Apparently Joe Scarborough hasn't read either this article -- Detainee's Harsh Treatment Foiled No Plots -- or this one: Tortured Reasoning. If he has, it didn't stop him from reading the RNC Talking Point of the day and doing some fearmongering on Morning Joe. If he really wants to debate the issue, I'd like to see him debate Jonathan Turley rather than have David Gregory splitting hairs about whether some of this was right because Democratic administrations didn't follow the law either by using rendition.
Scarborough: And you know, David, there are people I have great respect for that believe that waterboarding is torture and what makes this issue, and I would actually like to have a public debate about waterboarding. What makes waterboarding such a complicated issue is that it was in fact the most effective technique that led to the capture of Khalid Sheikh Mohammed by its use on prisoners before Khalid Sheikh Mohammed was captured and then it led to Khalid Sheikh Mohammed revealing some of al Qaeda's greatest secrets afterward through waterboarding.

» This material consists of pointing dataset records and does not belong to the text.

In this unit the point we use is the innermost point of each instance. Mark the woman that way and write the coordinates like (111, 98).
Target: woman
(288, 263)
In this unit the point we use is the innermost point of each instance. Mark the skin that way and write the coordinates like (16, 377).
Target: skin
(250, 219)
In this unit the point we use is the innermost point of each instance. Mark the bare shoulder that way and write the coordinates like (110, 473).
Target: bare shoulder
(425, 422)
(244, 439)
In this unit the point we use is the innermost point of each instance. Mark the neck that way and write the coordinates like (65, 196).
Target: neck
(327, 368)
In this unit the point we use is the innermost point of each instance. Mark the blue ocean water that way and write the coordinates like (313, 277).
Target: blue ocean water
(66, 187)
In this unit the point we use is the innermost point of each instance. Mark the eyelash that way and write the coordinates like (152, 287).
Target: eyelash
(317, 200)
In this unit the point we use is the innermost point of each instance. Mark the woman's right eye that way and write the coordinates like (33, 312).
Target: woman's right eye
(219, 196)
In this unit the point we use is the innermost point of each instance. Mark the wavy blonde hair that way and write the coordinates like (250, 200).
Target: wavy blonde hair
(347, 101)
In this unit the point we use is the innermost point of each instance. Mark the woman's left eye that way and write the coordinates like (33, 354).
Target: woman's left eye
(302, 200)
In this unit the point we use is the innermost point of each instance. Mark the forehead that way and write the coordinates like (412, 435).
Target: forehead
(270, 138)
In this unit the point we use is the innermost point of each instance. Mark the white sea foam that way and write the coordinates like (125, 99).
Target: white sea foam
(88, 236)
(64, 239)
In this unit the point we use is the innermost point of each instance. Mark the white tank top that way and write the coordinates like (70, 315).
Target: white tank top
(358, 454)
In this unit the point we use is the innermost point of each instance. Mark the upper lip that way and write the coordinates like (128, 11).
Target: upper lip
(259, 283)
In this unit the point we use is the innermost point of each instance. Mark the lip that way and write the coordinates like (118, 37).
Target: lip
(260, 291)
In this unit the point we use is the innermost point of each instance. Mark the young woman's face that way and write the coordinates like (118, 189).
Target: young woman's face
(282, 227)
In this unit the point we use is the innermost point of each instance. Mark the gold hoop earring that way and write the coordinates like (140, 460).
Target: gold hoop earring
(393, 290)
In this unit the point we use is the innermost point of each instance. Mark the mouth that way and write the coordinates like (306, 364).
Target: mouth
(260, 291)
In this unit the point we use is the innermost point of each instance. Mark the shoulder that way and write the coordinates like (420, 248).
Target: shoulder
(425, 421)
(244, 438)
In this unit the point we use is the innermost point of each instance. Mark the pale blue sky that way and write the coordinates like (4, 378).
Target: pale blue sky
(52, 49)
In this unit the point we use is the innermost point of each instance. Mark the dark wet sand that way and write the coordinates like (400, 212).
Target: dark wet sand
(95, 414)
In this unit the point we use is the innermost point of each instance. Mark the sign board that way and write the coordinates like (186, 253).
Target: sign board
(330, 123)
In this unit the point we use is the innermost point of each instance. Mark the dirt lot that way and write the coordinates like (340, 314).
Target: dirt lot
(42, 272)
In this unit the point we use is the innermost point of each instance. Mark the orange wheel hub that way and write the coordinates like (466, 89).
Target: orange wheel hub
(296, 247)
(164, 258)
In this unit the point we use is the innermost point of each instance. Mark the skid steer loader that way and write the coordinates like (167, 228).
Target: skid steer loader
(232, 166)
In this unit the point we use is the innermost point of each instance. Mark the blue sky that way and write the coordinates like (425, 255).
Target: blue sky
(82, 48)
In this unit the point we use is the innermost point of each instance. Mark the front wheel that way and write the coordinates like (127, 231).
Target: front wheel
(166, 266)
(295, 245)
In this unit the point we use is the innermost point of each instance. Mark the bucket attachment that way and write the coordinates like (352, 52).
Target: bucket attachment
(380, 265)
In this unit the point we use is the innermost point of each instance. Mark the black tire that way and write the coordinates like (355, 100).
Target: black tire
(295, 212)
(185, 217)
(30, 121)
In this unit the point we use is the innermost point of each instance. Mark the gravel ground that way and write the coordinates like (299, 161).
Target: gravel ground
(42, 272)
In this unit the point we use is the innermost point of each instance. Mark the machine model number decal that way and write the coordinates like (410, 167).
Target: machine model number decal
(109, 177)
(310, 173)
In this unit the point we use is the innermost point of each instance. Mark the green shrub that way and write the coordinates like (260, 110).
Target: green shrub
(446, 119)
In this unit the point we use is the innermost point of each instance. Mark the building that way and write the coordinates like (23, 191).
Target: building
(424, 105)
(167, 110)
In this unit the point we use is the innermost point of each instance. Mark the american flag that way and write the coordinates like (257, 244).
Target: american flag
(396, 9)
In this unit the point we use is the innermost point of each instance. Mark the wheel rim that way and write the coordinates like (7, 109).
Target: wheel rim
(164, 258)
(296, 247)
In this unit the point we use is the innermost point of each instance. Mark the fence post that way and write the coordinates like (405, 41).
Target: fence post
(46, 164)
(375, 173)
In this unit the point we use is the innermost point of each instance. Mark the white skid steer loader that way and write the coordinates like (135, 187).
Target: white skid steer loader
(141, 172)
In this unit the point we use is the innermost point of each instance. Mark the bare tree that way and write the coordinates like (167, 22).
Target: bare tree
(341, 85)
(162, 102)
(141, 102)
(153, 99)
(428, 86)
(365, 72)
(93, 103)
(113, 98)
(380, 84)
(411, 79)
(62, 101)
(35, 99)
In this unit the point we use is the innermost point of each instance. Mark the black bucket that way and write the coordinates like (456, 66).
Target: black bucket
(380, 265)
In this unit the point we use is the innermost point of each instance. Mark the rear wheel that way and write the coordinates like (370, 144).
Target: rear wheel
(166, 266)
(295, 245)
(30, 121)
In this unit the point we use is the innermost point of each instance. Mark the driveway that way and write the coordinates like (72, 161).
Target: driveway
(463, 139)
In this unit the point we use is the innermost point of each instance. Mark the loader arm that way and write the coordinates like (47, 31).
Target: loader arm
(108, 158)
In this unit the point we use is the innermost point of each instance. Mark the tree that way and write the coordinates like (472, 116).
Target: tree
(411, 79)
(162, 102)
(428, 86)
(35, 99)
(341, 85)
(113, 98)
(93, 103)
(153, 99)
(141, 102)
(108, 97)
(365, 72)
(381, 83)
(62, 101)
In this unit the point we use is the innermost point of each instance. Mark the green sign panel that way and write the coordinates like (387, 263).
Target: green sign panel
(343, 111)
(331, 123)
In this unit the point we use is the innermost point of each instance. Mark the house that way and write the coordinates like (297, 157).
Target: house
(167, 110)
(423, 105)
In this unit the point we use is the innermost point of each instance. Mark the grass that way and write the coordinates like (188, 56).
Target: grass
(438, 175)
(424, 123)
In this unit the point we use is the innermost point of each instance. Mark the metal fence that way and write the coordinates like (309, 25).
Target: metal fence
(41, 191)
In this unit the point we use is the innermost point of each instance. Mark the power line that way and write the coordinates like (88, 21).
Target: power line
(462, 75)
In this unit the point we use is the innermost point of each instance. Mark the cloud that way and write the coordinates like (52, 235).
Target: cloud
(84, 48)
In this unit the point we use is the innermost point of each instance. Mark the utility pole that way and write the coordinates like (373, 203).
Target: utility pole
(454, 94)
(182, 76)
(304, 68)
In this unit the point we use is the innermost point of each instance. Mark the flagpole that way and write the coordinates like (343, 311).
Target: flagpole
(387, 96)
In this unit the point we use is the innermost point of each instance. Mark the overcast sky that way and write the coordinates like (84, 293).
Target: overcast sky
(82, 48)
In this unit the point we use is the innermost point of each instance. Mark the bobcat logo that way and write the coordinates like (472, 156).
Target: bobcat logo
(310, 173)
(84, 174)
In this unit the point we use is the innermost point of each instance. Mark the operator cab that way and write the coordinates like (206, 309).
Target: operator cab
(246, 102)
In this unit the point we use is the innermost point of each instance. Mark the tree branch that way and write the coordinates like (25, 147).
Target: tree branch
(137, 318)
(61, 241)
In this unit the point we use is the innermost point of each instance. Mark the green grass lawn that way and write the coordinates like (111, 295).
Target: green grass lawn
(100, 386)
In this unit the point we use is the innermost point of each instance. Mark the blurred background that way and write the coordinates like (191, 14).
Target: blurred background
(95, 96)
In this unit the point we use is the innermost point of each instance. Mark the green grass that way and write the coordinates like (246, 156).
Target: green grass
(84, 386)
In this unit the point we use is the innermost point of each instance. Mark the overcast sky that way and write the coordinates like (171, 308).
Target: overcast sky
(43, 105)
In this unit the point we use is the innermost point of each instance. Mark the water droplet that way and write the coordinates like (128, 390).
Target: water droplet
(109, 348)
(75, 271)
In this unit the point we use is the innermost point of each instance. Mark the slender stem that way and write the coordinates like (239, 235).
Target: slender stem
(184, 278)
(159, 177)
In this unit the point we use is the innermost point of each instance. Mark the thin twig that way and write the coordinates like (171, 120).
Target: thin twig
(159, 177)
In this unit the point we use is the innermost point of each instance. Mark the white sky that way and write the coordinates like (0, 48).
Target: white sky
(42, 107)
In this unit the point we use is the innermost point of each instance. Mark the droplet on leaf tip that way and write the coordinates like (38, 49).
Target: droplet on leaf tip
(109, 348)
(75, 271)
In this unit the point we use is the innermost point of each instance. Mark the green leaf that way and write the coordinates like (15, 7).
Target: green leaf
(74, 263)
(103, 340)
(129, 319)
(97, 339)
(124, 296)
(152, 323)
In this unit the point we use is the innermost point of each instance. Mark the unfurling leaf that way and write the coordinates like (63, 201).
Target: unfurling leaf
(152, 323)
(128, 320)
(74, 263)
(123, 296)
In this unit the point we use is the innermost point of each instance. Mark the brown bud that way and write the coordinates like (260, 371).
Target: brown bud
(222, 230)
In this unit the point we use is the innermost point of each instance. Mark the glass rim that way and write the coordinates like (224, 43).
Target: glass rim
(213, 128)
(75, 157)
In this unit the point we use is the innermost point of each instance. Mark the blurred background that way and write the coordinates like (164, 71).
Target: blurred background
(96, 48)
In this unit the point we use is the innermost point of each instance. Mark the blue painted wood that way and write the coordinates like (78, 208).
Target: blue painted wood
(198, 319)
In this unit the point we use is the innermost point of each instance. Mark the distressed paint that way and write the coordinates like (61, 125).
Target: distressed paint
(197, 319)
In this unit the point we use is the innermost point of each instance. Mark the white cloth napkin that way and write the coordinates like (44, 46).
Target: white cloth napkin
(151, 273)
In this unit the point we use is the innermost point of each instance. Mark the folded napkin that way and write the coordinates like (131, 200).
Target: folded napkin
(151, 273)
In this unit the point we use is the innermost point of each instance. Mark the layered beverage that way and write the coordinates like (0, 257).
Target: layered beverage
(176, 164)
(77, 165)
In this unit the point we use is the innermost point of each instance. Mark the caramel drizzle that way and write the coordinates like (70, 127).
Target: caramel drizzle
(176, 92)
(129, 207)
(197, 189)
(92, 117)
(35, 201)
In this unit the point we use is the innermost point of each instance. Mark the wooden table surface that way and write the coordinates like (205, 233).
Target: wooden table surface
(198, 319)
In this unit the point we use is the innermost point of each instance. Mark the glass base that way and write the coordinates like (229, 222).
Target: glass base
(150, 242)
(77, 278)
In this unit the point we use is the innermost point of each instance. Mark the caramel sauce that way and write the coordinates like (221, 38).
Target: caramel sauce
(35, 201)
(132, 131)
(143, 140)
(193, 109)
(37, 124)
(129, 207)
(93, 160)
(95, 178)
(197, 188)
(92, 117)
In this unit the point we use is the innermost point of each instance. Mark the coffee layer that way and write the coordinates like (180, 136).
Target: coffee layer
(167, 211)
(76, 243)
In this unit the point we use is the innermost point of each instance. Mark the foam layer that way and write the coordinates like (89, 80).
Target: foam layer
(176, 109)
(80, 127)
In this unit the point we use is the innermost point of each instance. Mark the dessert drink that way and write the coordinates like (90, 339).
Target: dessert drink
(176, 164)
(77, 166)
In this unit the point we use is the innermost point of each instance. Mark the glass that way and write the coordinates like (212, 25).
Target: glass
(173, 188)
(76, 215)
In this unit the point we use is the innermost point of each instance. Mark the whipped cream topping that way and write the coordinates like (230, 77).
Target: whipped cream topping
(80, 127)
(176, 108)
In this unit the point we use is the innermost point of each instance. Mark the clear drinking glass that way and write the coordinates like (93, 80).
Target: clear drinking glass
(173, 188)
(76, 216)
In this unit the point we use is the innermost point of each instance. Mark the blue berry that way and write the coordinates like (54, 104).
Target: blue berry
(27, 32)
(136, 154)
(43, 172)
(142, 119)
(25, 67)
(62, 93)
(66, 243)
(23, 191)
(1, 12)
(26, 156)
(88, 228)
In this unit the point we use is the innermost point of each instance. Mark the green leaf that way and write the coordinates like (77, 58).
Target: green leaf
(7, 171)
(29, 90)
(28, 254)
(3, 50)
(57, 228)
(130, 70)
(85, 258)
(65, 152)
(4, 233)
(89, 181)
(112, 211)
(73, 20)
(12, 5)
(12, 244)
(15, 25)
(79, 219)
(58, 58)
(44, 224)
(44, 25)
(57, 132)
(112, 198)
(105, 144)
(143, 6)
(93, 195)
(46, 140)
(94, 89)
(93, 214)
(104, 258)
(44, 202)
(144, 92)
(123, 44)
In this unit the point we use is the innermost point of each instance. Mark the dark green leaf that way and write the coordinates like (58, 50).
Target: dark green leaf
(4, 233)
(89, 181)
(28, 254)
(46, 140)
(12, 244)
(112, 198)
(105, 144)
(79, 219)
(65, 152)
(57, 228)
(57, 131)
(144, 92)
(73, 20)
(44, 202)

It was obviously very, very effective but it is also very, very offensive to some Americans and I suspect we need to have that debate out in the open because it's not being used now. And it's not being used now because al Qaeda leaders know if their people are captured they're going to put them in a ten degree angle. We're going to pour water on them for forty seconds and we're going to make them think they're drowning except they'll know we're not going to really let them drown. So why, maybe we should have this debate out in the open.
Gregory: Well I think having that public debate is very important to find out in fact whether these things do work. And that's the debate. Because there are people on the right and the left who say look, you can tout various examples but the reality is that these techniques actually don't produce the desired result and they have a compromising affect on those who do it and ultimately endanger American lives whether it's US troops overseas or others.
But I mean to your point this is why you do need a kind of public debate to talk about in less stressful times, you know what stressful techniques actually work. What's the morality of it? What's the legality of it? What's the best policy? Because making these decisions under duress is very difficult but that's when you need a real vetting of the effectiveness of these policies.
Scarborough: Alright ... David brings up another good point that I would love debated in full because when we have these debates and the sound bytes are thrown out there one of the things that David said you'll hear is people will say waterboarding is not effective.
Well, history has shown over the past seven years that actually it is very, very effective. Let's tell the truth. Let's talk about what information we got with waterboarding and then we can debate it.
....It's effective but is it worth it....Maybe it would have been better for a couple of other cities to burn ... um ... instead of waterboarding and we can have that debate. If you'd like Washington DC and Los Angeles to be obliterated by a nuclear blast I certainly respect your opinion and I think we should just talk about it.